# Text classification

## Objectives of this lecture

* Introduce text classification as a task
* Introduce basic approaches to text classification, especially the bag-of-words model
* Show practical implementation of the concepts in the previous two lectures (intro and machine learning primer)
* Train a simple classifier on the IMDB dataset

## Purporse of these materials

* These materials support, but do not replace the lectures
* Presence on lectures highly recommended
* Make notes!

## Text classification

* Text in, class label out
* Often thought especially in terms of "Document classification" --- document in, class label(s) out
  * Movie review -> star rating
  * Email -> ham or spam
  * News article -> list of topics from a pre-defined set of topic categories
  * Comment in online discussion -> abusive or not
  * Customer email / call to customer service -> topic and relevant business process
  * Customer feedback -> needs reaction or not
  * ...
  
 * Document classification can be seen as a supervised classification problem with pre-defined classes
 * A direct application of the standard approach:
   1. prepare training/dev/test data
   2. extract features
   3. train your favorite classifier
   4. test on held-out data
 

# Bag-of-words model

* BoW is the simplest way to model documents for classification
* The document is reduced to a **set** of features, in the simplest case the words


* Feature vector: a vector with as many dimensions as we have unique features, and a non-zero value set for every feature present in our example
* Values: 1/0 (present/absent) or oftentimes TF/IDF weights (why?)

# IMDB data

* Movie review sentiment positive/negative
* Some 25,000 examples, 50:50 split of classes (why is this number relevant?)
* Current state-of-the-art is about 95% accuracy (what is accuracy?)

In [1]:
import json
import random
with open("data-bow/imdb_train.json") as f:
    data=json.load(f)
random.shuffle(data) #play it safe! (why?)
print("class label:", data[0]["class"])
print("text:",data[0]["text"])

class label: pos
text: When people nowadays hear of a 1940s drama, they usually appear to create a distance of irony claiming that it's another tearjerker with great stars in the lead of tragic, melancholic roles.
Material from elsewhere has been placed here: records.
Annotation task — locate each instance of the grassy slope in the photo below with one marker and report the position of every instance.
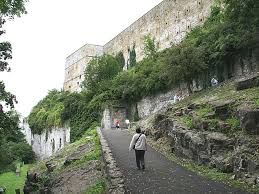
(94, 153)
(12, 182)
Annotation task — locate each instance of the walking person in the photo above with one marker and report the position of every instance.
(138, 143)
(117, 124)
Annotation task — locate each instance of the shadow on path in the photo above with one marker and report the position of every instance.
(161, 175)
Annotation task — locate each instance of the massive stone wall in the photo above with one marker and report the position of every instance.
(168, 23)
(76, 64)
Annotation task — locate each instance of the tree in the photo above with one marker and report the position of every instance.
(12, 144)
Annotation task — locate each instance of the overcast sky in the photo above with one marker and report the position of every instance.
(53, 29)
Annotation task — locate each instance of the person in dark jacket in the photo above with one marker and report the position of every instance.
(138, 143)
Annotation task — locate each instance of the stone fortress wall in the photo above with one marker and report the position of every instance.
(168, 23)
(75, 66)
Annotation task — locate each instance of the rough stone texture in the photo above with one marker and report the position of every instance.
(76, 181)
(222, 108)
(115, 177)
(168, 22)
(113, 114)
(76, 64)
(249, 120)
(156, 103)
(49, 142)
(247, 83)
(230, 155)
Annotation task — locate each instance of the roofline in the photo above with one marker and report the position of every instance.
(134, 22)
(82, 47)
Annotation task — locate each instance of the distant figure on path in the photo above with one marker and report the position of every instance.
(138, 143)
(127, 123)
(214, 82)
(117, 124)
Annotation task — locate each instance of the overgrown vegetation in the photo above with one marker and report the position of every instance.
(228, 35)
(11, 181)
(85, 151)
(13, 147)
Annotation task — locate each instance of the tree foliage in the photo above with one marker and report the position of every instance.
(100, 71)
(12, 143)
(226, 36)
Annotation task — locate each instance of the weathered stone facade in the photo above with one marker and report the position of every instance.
(76, 64)
(47, 143)
(168, 23)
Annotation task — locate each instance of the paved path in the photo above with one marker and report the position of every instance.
(161, 175)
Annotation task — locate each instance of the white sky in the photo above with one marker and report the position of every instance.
(52, 30)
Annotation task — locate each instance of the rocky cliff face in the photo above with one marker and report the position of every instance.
(218, 128)
(49, 142)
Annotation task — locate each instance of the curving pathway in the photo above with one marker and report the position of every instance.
(161, 175)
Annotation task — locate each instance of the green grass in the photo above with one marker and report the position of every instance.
(98, 188)
(11, 182)
(202, 112)
(203, 170)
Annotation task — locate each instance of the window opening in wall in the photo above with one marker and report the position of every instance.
(60, 142)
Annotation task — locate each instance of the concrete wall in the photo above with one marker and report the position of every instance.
(168, 23)
(76, 64)
(49, 142)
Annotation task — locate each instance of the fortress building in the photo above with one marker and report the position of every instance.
(168, 23)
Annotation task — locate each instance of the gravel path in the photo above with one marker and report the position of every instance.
(161, 175)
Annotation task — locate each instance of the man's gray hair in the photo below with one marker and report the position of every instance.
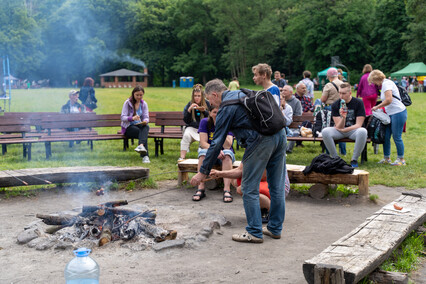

This opinion, however, does not resemble Neorealist movies, in particular this one directed by Count Luchino Visconti. OSSESSIONE as his debut once censored and once cherished as nearly a realistic masterpiece is still loved by some people and strongly criticized by others. The contradictory opinions about the film that have appeared in these 65 years seem to have been caused by the content of the movie itself, exceptionally controversial for modern times as well as the past. At the same time, while being based on the novel by James M. Cain, THE POSTMAN ALWAYS RINGS TWICE, it is one of the most genuine screen adaptations where director remains his own style, view, his own art. I have seen the film twice and the second viewing led me to very detailed analysis part of which I'd

## Bag of words in practice

* We will need to build a feature vector for every example
* We will need to know the class for every example

* Build a data matrix with dimensionality (number of examples, number of possible features), and a value for each feature, 0/1 for binary features, TF-IDF weights are also a typical choice

It is quite useless to do all this ourselves, so we will use ready-made classes and functions mostly from scikit

In [2]:
# We need to gather the texts and labels into separate lists
texts=[one_example["text"] for one_example in data]
labels=[one_example["class"] for one_example in data]
print("This many texts",len(texts))
print("This many labels",len(labels))
print()
for label,text in list(zip(labels,texts))[:20]:
    print(label,text[:50]+"...")



This many texts 25000
This many labels 25000

pos When people nowadays hear of a 1940s drama, they u...
neg Oh my god! This movie insults the intelligence of ...
neg I wasn't as \lucky\" as some of the others comment...
neg Can anybody do good CGI films besides Pixar? I mea...
neg For romantic comedies, I often judge the quality o...
pos This- and not a certain slightly overrated Souther...
neg I am starting this review with a big giant spoiler...
neg I was in second grade, 12 years ago. I remember it...
pos You play as B.J. Blazkowicz, a US secret agent sol...
pos I just realised I've been using IMDb for years now...
pos I love the way that this game can make you literal...
pos Chris and Andre are two average, ordinary teens. M...
pos \Twelve monkeys\"'s got all the elements to become...
pos Come on people. This movie is better than 4. I can...
pos definitely needed a little work in season 2. Such ...
neg La Sanguisuga Conduce la Danza, or The Bloodsucker...
neg 1st watched 11/7/2002 

## Sklearn text vectorizers

* Vectorizers take care of turning inputs into feature vectors
* Also build the feature name to feature index mapping:
    * `.fit()` learn the mapping
    * `.fit_transform()` learn and apply the mapping
    * `.transform()` apply the learned mapping
    * (What is the difference?)

Let's first try on a tiny example, then work our way to the real data:

In [3]:
from sklearn.feature_extraction.text import CountVectorizer

vectorizer=CountVectorizer()

#just two short document
toy_data=["More precious than gold: Why the metal palladium is soaring","The price of the precious metal palladium has soared on the global commodities markets."]

vectorizer.fit(toy_data)
print("Unique features:")
print(vectorizer.get_feature_names())
print()
print("Feature vectors (sparse format):")
print(vectorizer.transform(toy_data))

Unique features:
['commodities', 'global', 'gold', 'has', 'is', 'markets', 'metal', 'more', 'of', 'on', 'palladium', 'precious', 'price', 'soared', 'soaring', 'than', 'the', 'why']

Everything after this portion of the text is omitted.